Des gènes errants - Clap 20 – Sauve qui peut
Bonjour la Smala-vie-comme au cinéma
(clap 20)
Si tu prends la lecture de ces petits textes en cours de route, arrête-toi de suite !.... Tu ne vas rien comprendre ! Il te faut revenir au tout premier texte, celui du 4 septembre 2023, intitulé « Ca part de là », et respecter l’ordre chronologique des claps…
Si tu es assidu-e depuis le 4 septembre
2023, tu auras remarqué que cette histoire a désormais pris son envol, son
autonomie.
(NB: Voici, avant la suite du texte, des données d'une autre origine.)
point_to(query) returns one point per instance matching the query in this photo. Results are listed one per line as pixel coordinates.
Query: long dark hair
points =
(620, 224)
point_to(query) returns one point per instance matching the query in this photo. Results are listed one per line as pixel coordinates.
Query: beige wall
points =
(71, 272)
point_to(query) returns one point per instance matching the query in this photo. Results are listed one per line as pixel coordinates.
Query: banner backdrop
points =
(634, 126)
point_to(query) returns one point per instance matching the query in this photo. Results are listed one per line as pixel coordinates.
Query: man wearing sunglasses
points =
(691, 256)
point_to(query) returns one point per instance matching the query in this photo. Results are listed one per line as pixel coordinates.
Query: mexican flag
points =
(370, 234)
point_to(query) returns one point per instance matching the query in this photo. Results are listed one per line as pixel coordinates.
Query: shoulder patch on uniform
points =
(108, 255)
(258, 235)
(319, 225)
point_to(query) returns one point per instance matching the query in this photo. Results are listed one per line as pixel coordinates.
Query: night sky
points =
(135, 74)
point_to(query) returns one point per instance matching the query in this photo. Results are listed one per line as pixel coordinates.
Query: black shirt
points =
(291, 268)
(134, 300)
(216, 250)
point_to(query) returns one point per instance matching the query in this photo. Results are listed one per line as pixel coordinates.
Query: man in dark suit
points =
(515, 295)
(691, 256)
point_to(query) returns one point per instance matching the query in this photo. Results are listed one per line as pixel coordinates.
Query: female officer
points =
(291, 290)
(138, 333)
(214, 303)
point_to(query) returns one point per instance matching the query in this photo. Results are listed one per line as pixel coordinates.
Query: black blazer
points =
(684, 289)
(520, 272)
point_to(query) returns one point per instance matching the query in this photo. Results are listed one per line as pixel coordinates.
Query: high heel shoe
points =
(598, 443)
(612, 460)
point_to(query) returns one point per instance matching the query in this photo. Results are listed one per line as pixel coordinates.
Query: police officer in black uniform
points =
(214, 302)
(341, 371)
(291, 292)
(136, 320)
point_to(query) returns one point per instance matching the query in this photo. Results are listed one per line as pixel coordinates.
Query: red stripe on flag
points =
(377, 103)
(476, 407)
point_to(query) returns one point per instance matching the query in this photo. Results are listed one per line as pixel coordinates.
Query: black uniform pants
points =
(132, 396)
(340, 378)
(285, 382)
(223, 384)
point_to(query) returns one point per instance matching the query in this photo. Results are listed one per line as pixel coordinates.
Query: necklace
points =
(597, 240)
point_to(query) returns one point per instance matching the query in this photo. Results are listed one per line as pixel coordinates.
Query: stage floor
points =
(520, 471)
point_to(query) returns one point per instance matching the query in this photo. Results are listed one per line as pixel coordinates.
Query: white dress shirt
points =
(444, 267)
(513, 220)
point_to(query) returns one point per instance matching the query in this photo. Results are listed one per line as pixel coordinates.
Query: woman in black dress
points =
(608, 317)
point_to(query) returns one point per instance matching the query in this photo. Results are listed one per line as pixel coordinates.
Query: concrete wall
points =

Alors ensemble, poursuivons-la…
Bonne lecture !
« Sur le pont suspendu, c’est le
temps qui l’est, pour Adam et David. Le soleil est couché depuis un moment déjà.
Le vent a repris de plus belle. On n’entend que lui qui court à travers les
feuillages des arbres alentours. Au loin, on aperçoit les phares des voitures à
la queue leu leu, en un long ruban scintillant qui rejoint la brillance de la
ville. Le pont suspendu, lui, est enfoui dans la nuit. David a profité de
l’obscurité pour imperceptiblement s’approcher encore plus d’Adam sans que ce
dernier ne s’en aperçoive. Le dialogue n’est plus de mise. Chacun est dans sa
bulle, mais celle de David se colle à celle d’Adam.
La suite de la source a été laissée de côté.